OpenFlow @ Google: Brilliant, but not revolutionary

Google unveiled some details of its new internal network at Open Networking Summit in April and predictably the industry press and OpenFlow pundits exploded with the “this is the end of the networking as we know it” glee. Unfortunately I haven’t seen a single serious technical analysis of what it is they’re actually doing and how different their new network is from what we have today.

This is a work of fiction, based solely on the publicly-available information presented by Google’s engineers at Open Networking Summit (plus an interview or two published by the industry press). Read and use it at your own risk.

What is Google doing?

After supposedly building their own switches, Google decided to build their own routers. They use a distributed multi-chassis architecture with redundant central control plane (not unlike Juniper’s XRE/EX8200 combo). Let’s call their combo a G-router.

A G-router is used as a WAN edge device in their data centers and runs traditional routing protocols: EBGP with the data center routers and IBGP+IS-IS across WAN with other G-routers (or traditional gear during the transition phase).

On top of that, every G-router has a (proprietary, I would assume) northbound API that is used by Google’s Traffic Engineering (G-TE) – a centralized application that’s analyzing the application requirements, computing the optimal paths across the network and creating those paths through the network of G-routers using the above-mentioned API.

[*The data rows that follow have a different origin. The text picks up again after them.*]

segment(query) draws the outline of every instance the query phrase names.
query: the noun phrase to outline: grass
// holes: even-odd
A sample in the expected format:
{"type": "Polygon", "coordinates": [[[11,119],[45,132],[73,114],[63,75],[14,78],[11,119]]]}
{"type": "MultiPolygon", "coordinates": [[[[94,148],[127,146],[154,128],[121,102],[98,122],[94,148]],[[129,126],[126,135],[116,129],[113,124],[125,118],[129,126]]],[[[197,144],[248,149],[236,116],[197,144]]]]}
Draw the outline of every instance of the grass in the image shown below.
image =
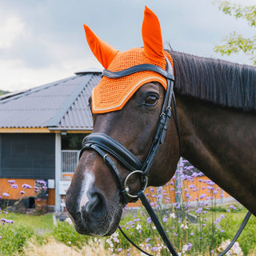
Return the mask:
{"type": "Polygon", "coordinates": [[[2,214],[2,218],[12,219],[18,225],[24,225],[34,227],[34,229],[54,229],[54,221],[52,214],[45,214],[42,216],[34,216],[29,214],[10,213],[5,216],[2,214]]]}
{"type": "MultiPolygon", "coordinates": [[[[237,206],[237,205],[236,205],[237,206]]],[[[212,214],[219,218],[221,214],[226,212],[229,206],[224,206],[214,208],[214,211],[207,212],[203,217],[210,218],[212,214]]],[[[220,223],[222,229],[225,230],[223,233],[218,233],[215,238],[218,244],[215,245],[215,253],[217,247],[221,242],[228,238],[232,239],[236,233],[242,220],[246,214],[243,208],[238,208],[238,210],[226,214],[220,223]]],[[[0,255],[14,255],[14,256],[28,256],[28,255],[49,255],[49,256],[78,256],[78,255],[140,255],[136,249],[132,247],[126,241],[126,239],[117,233],[114,236],[103,238],[93,238],[91,237],[78,234],[74,229],[73,226],[70,226],[66,222],[58,222],[58,226],[54,226],[53,223],[52,214],[46,214],[42,216],[31,216],[18,214],[2,214],[3,218],[14,220],[14,224],[6,224],[2,226],[0,235],[2,238],[0,240],[0,255]],[[8,217],[8,218],[7,218],[8,217]],[[48,233],[38,233],[38,230],[43,229],[49,230],[48,233]],[[111,246],[112,242],[112,246],[111,246]]],[[[134,215],[129,215],[123,218],[122,224],[129,226],[128,230],[126,227],[123,230],[137,244],[141,244],[144,249],[147,244],[150,244],[149,253],[154,255],[158,255],[157,251],[152,251],[154,246],[161,243],[158,239],[157,232],[153,229],[152,223],[147,222],[147,217],[141,212],[134,215]],[[138,219],[141,218],[140,221],[138,219]],[[135,221],[134,221],[135,220],[135,221]],[[126,224],[126,223],[130,224],[126,224]],[[132,223],[135,223],[134,227],[131,227],[132,223]],[[136,229],[137,225],[140,223],[142,226],[142,232],[136,229]],[[133,234],[131,234],[133,233],[133,234]],[[146,238],[150,238],[150,241],[146,242],[146,238]]],[[[163,223],[166,224],[166,223],[163,223]]],[[[167,222],[168,224],[168,222],[167,222]]],[[[174,225],[178,225],[174,223],[174,225]]],[[[185,243],[191,242],[194,243],[192,250],[186,253],[186,255],[198,256],[213,256],[214,254],[210,252],[207,243],[210,244],[210,225],[206,228],[204,232],[206,235],[203,237],[202,246],[204,249],[201,253],[198,248],[196,247],[197,239],[198,239],[199,233],[196,234],[198,224],[188,224],[189,229],[186,230],[179,230],[178,236],[174,237],[170,232],[168,234],[170,239],[174,243],[174,246],[178,252],[182,251],[185,243]],[[209,234],[206,233],[208,231],[209,234]],[[194,238],[190,236],[191,232],[194,233],[194,238]],[[192,239],[192,240],[191,240],[192,239]],[[194,240],[193,240],[194,239],[194,240]]],[[[178,227],[177,226],[177,227],[178,227]]],[[[251,217],[248,225],[242,232],[238,242],[244,255],[256,256],[256,218],[251,217]]],[[[199,240],[198,240],[199,241],[199,240]]],[[[159,254],[160,255],[160,254],[159,254]]],[[[169,255],[165,250],[162,250],[161,255],[169,255]]],[[[184,255],[184,254],[182,254],[184,255]]]]}

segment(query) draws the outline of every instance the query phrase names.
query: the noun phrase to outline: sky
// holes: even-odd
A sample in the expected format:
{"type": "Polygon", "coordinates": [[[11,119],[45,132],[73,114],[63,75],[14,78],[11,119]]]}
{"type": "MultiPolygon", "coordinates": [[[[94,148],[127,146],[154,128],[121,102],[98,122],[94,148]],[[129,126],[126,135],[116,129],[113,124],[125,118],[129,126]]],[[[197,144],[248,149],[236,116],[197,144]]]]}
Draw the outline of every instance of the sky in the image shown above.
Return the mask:
{"type": "Polygon", "coordinates": [[[214,51],[234,30],[244,36],[255,31],[219,11],[213,0],[0,0],[0,90],[22,90],[102,70],[86,44],[84,23],[116,50],[142,46],[145,6],[158,17],[166,47],[251,63],[243,54],[222,57],[214,51]]]}

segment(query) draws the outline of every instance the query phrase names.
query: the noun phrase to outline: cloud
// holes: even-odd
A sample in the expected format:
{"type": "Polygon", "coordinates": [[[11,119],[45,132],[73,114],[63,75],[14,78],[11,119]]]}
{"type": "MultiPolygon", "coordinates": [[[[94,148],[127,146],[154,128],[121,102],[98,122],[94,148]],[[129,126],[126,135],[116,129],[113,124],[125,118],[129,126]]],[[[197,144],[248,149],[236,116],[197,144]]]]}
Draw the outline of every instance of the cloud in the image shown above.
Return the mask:
{"type": "Polygon", "coordinates": [[[2,1],[0,88],[20,90],[100,68],[86,42],[85,22],[117,50],[142,46],[145,4],[159,18],[163,41],[176,50],[220,57],[213,48],[229,32],[253,33],[211,0],[2,1]]]}
{"type": "Polygon", "coordinates": [[[18,17],[0,16],[0,50],[10,49],[24,32],[24,23],[18,17]]]}

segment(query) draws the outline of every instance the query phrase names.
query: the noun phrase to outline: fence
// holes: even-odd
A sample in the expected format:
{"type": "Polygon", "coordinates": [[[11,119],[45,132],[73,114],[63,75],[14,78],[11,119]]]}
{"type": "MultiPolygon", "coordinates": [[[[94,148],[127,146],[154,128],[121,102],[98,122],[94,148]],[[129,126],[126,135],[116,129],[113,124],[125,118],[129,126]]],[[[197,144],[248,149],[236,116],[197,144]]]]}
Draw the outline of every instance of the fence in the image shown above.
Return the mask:
{"type": "Polygon", "coordinates": [[[74,174],[78,166],[79,150],[62,150],[62,174],[74,174]]]}

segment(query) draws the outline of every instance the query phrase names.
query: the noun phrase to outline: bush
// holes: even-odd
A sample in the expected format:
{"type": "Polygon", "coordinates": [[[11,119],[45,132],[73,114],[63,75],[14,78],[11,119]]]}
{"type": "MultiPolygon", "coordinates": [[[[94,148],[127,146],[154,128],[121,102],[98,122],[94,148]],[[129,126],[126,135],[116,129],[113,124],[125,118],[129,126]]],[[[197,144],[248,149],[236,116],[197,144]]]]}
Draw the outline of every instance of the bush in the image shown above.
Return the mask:
{"type": "Polygon", "coordinates": [[[31,227],[22,225],[6,224],[1,227],[1,255],[17,255],[21,253],[34,232],[31,227]]]}

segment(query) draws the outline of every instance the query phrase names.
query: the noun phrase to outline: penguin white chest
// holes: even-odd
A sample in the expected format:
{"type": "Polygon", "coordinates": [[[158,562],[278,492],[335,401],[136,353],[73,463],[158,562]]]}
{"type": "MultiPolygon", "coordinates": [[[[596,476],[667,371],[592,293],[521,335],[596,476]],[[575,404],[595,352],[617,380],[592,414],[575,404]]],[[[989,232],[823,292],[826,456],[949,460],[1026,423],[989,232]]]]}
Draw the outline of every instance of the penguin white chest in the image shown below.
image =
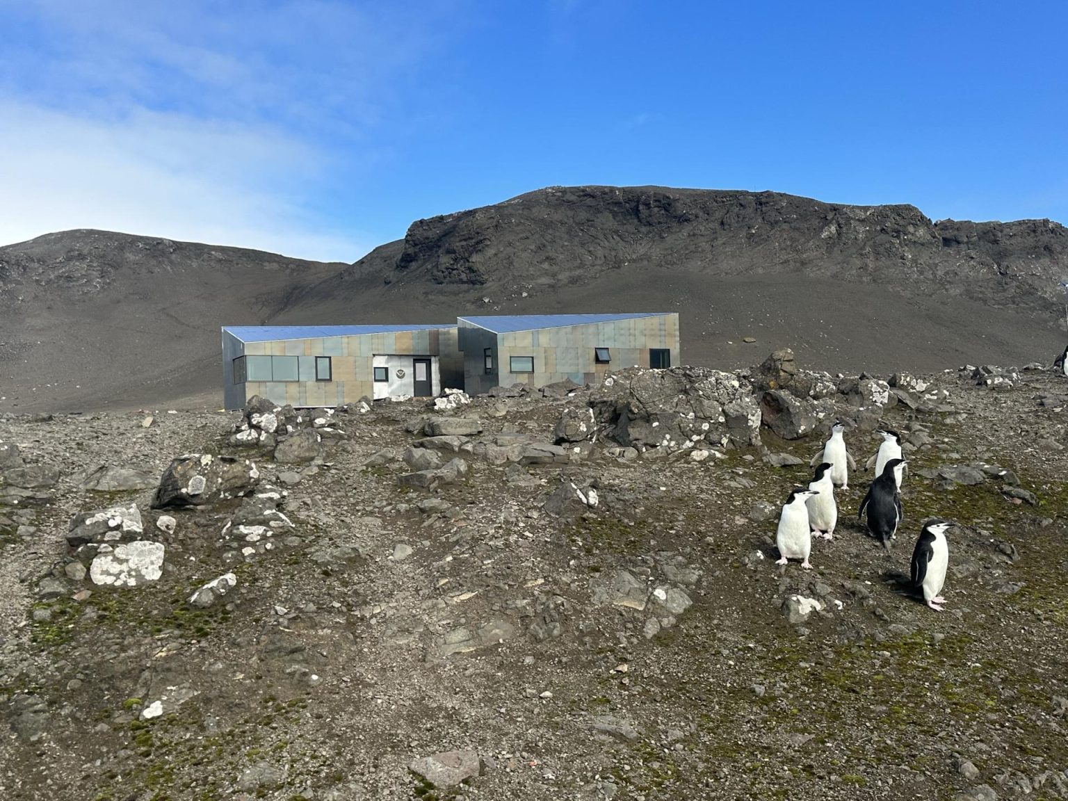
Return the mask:
{"type": "Polygon", "coordinates": [[[945,535],[939,534],[931,543],[931,555],[924,576],[924,600],[937,598],[945,586],[945,571],[949,566],[949,546],[945,535]]]}
{"type": "Polygon", "coordinates": [[[846,467],[846,442],[842,435],[834,435],[823,445],[823,461],[831,465],[831,482],[837,485],[847,484],[849,470],[846,467]]]}
{"type": "MultiPolygon", "coordinates": [[[[884,441],[879,445],[879,454],[875,459],[875,474],[882,475],[882,469],[886,467],[886,462],[891,459],[901,458],[901,446],[893,441],[884,441]]],[[[901,480],[897,473],[894,474],[897,478],[897,486],[901,486],[901,480]]]]}
{"type": "Polygon", "coordinates": [[[834,483],[830,475],[813,482],[808,489],[819,493],[805,501],[808,507],[808,525],[817,531],[833,532],[838,521],[838,506],[834,502],[834,483]]]}
{"type": "Polygon", "coordinates": [[[783,506],[775,545],[779,546],[779,553],[787,559],[808,559],[812,534],[808,530],[808,509],[804,503],[783,506]]]}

I wouldn’t be surprised if G-TE would use MPLS forwarding instead of installing 5-tuples into mid-path switches. Doing Forwarding Equivalence Class (FEC) classification at the head-end device instead of at every hop is way simpler and less loop-prone.

Like MPLS-TE, G-TE runs in parallel with the traditional routing protocols. If it fails (or an end-to-end path is broken), G-routers can always fall back to traditional BGP+IGP-based forwarding, and like with MPLS-TE+IGP, you’ll still have a loop-free (although potentially suboptimal) forwarding topology.

Is it so different?

Not really. Similar concepts (central path computation) were used in ATM and Frame Relay networks, as well as early MPLS-TE implementations (before Cisco implemented OSPF/IS-IS traffic engineering extensions and RSVP that was all you’d had).

Some networks are supposedly still running offline TE computations and static MPLS TE tunnels because they give you way better results than the distributed MPLS-TE/autobandwidth/automesh kludges.

MPLS-TP is also going in the same direction – paths are computed by NMS, which then installs in/out label mappings (and fast failover alternatives if desired) to the Label Switch Routers (LSRs).

Then what is different?

Google is (as far as I know) the first one that implemented the end-to-end system: gathering application needs, computing paths, and installing them in the routers in real time.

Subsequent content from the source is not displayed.